Cases are dependent on the type of delusion shared. One partner usually faces a problem in the society that involves the intervention of a psychiatrist. Often, this problem is supported or under the influence of the other partner. Both exhibit unrealistic fixed false beliefs which are unshakable. They might be paranoid, fearful and suspicious of a neighbor or someone in their community. One might seek mental assessment after risky behavior, unreal claims, or recent assault. The secondary partner could be mistakenly referred and usually discovers that other people within his/her social sphere share the same belief as the primary. There could be under-treated or even undiagnosed cases within the community that last for several years before being discovered. Sometimes partners who shared particular delusions could be admitted inside the hospital together because of risky behavior or assault to themselves or others.
General description: The couples usually looking decent, well dressed and groomed.
Behavior: Defensive attitude or angry behavior could result in the patient towards an interviewer who challenges his/her delusions.
Speech: The speech is usually coherent and relevant.
Mood/Affect: Mood is usually congruent with the delusion; a paranoid patient may be irritable, while a grandiose patient may be euphoric.

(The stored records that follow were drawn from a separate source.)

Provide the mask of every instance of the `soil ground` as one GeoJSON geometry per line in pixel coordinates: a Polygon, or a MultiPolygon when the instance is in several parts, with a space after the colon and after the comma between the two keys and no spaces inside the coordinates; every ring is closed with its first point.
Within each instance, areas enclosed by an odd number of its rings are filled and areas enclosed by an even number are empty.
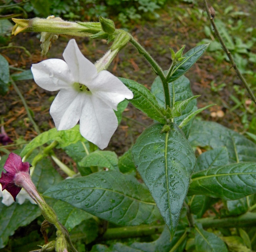
{"type": "MultiPolygon", "coordinates": [[[[244,1],[243,3],[240,1],[239,5],[237,2],[217,1],[213,5],[217,13],[215,18],[221,18],[224,22],[228,22],[229,17],[223,15],[223,10],[228,6],[232,5],[234,6],[233,11],[243,11],[251,14],[243,18],[246,25],[251,27],[253,23],[253,17],[256,12],[255,4],[253,1],[244,1]]],[[[136,39],[164,69],[167,69],[171,62],[169,47],[176,51],[185,44],[184,52],[187,51],[205,37],[204,26],[210,26],[207,18],[197,10],[198,8],[202,9],[202,6],[181,3],[177,5],[177,2],[174,3],[167,4],[165,10],[160,12],[160,17],[156,20],[144,21],[140,25],[131,24],[129,29],[136,39]]],[[[36,33],[27,33],[19,34],[11,38],[13,45],[26,47],[30,52],[31,57],[21,49],[2,50],[1,53],[12,66],[29,69],[31,64],[44,59],[62,59],[62,53],[71,38],[60,36],[46,56],[42,58],[38,37],[36,33]]],[[[104,41],[80,38],[76,38],[76,40],[84,55],[93,62],[100,59],[109,47],[104,41]]],[[[254,49],[255,52],[255,46],[254,49]]],[[[230,69],[229,64],[225,61],[218,62],[212,53],[206,52],[186,74],[190,81],[194,94],[202,95],[197,99],[199,108],[210,104],[217,104],[204,111],[200,116],[205,120],[217,121],[232,129],[242,131],[243,125],[239,111],[230,109],[235,104],[230,98],[231,94],[235,95],[233,84],[241,85],[241,82],[233,69],[230,69]],[[226,86],[220,91],[213,92],[210,85],[212,81],[217,85],[224,82],[226,86]],[[211,116],[212,112],[219,112],[220,116],[212,117],[211,116]]],[[[131,44],[120,52],[108,70],[116,76],[131,79],[149,89],[156,77],[149,65],[131,44]]],[[[17,84],[33,111],[35,121],[41,131],[54,127],[49,111],[57,92],[44,90],[33,80],[20,81],[17,84]]],[[[145,127],[152,122],[131,104],[123,116],[120,125],[106,149],[114,150],[118,155],[129,149],[145,127]]],[[[4,119],[3,123],[0,125],[4,125],[7,133],[15,143],[18,143],[18,140],[23,139],[29,141],[37,135],[20,99],[12,87],[8,93],[0,99],[0,116],[4,119]]],[[[10,151],[17,148],[17,146],[10,147],[8,150],[10,151]]],[[[67,163],[65,158],[63,157],[62,161],[67,163]]]]}

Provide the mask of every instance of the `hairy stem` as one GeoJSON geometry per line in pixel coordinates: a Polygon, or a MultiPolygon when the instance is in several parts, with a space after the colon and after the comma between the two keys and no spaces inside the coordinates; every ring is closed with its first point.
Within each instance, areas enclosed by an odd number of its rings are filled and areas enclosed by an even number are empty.
{"type": "Polygon", "coordinates": [[[155,72],[159,76],[162,81],[162,83],[163,84],[163,87],[164,87],[164,92],[165,99],[165,106],[166,108],[167,106],[171,107],[170,92],[169,92],[168,83],[162,69],[156,61],[152,57],[150,54],[145,50],[143,46],[136,41],[133,37],[131,36],[130,42],[137,48],[138,52],[143,55],[147,60],[148,62],[151,65],[155,72]]]}
{"type": "Polygon", "coordinates": [[[213,20],[213,18],[212,17],[210,13],[209,10],[209,8],[207,5],[207,0],[205,0],[204,5],[205,7],[205,9],[206,10],[206,12],[207,12],[207,15],[208,15],[208,16],[210,20],[212,25],[212,27],[214,30],[214,31],[215,32],[215,34],[216,34],[216,36],[220,41],[220,43],[221,44],[221,45],[222,46],[223,49],[224,50],[225,53],[226,53],[226,54],[228,56],[228,59],[229,59],[229,60],[230,60],[230,62],[232,64],[232,67],[234,68],[234,69],[235,69],[235,71],[237,74],[238,77],[241,80],[241,81],[244,85],[244,86],[246,87],[246,89],[247,89],[247,91],[248,91],[248,92],[249,93],[249,94],[250,94],[251,99],[254,102],[254,103],[256,104],[256,98],[255,98],[253,93],[251,89],[250,88],[250,87],[249,87],[248,84],[246,82],[246,81],[244,79],[244,78],[243,78],[243,75],[242,75],[242,74],[240,72],[240,71],[237,68],[237,66],[236,66],[236,65],[235,63],[235,61],[234,61],[233,57],[231,55],[230,52],[228,51],[228,49],[227,48],[227,46],[226,46],[225,43],[224,43],[223,40],[222,39],[222,38],[221,38],[221,36],[220,36],[220,33],[219,32],[219,31],[218,31],[218,29],[217,29],[217,28],[215,24],[215,22],[214,22],[214,20],[213,20]]]}
{"type": "Polygon", "coordinates": [[[40,134],[41,133],[40,130],[39,129],[39,128],[37,126],[37,124],[36,123],[35,121],[34,121],[34,120],[32,117],[32,116],[31,115],[31,114],[30,113],[30,112],[29,111],[29,108],[28,108],[28,107],[27,104],[27,103],[26,102],[26,101],[24,97],[23,97],[23,95],[22,95],[22,94],[21,94],[21,93],[20,93],[20,89],[19,89],[18,87],[17,86],[17,85],[16,85],[16,83],[15,83],[15,82],[11,78],[10,79],[12,84],[13,84],[13,88],[14,88],[14,89],[16,91],[16,93],[18,94],[18,95],[20,97],[20,99],[22,102],[22,103],[23,103],[23,105],[24,106],[25,109],[26,110],[26,111],[27,112],[28,117],[29,118],[29,120],[31,122],[31,123],[32,124],[33,127],[34,127],[34,129],[35,129],[35,130],[36,130],[36,132],[38,135],[40,134]]]}

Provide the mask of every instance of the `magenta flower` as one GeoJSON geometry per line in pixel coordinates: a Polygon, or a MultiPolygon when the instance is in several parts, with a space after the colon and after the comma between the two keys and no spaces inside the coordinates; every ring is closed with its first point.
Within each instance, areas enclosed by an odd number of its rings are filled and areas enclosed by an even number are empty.
{"type": "Polygon", "coordinates": [[[3,126],[1,127],[1,133],[0,133],[0,143],[4,145],[6,145],[9,143],[12,143],[13,140],[7,135],[5,131],[3,126]]]}
{"type": "Polygon", "coordinates": [[[6,160],[4,165],[6,173],[2,172],[0,183],[2,184],[3,191],[5,189],[8,191],[15,201],[17,194],[21,190],[23,184],[28,180],[31,181],[29,171],[31,167],[29,163],[23,163],[21,158],[14,153],[11,153],[6,160]]]}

Thought: The form of thought is usually directly goal oriented. The delusions are shared either entirely or partially, often not bizarre in content and are gradually systematically structured, overvaluing social/cultural/religious beyond the usual community norms or the presence of homicidal or suicidal plans.

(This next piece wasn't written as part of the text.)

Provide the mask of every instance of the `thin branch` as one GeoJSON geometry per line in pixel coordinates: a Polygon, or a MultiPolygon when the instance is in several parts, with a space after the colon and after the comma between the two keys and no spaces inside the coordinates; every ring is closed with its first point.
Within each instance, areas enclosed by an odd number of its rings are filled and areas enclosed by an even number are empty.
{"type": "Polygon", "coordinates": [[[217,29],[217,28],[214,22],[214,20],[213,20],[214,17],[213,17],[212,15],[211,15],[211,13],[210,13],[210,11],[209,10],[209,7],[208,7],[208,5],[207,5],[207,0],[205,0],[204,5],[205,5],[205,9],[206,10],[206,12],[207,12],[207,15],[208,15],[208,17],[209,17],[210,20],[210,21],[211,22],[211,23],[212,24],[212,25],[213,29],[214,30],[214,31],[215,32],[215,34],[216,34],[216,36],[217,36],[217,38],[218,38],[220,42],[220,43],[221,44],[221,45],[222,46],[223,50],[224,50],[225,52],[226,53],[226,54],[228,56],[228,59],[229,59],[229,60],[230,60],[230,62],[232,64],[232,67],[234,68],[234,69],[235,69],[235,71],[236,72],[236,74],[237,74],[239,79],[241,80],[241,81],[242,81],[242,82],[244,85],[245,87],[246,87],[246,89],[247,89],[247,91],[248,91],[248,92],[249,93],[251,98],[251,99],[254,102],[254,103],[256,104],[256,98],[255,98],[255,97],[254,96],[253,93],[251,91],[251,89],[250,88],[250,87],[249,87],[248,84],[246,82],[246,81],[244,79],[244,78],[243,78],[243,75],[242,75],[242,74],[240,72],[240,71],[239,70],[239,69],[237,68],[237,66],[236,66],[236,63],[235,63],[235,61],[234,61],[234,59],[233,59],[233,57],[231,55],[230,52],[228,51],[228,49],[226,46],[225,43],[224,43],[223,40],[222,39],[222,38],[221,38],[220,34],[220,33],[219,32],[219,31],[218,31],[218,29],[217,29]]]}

Perceptions: They are less likely to express abnormal perceptions unless there are predisposing factors. Sometimes the secondary is the only person who experiences a form of hallucinations.
Orientation and Cognition: The patient usually oriented to time, place and person, unless being driven by his delusion. Memory and cognition are generally not affected.
Risks: It is crucial to evaluate the patient for suicidal or homicidal ideations and plans. If there is a history of aggression with adverse outcome, then hospitalization should be considered.
Insight and judgment: Most commonly patients and their partner have no insight regarding their mental illness. Judgment is assessable by questioning the history of past behavior and a future plan.[9][12][13]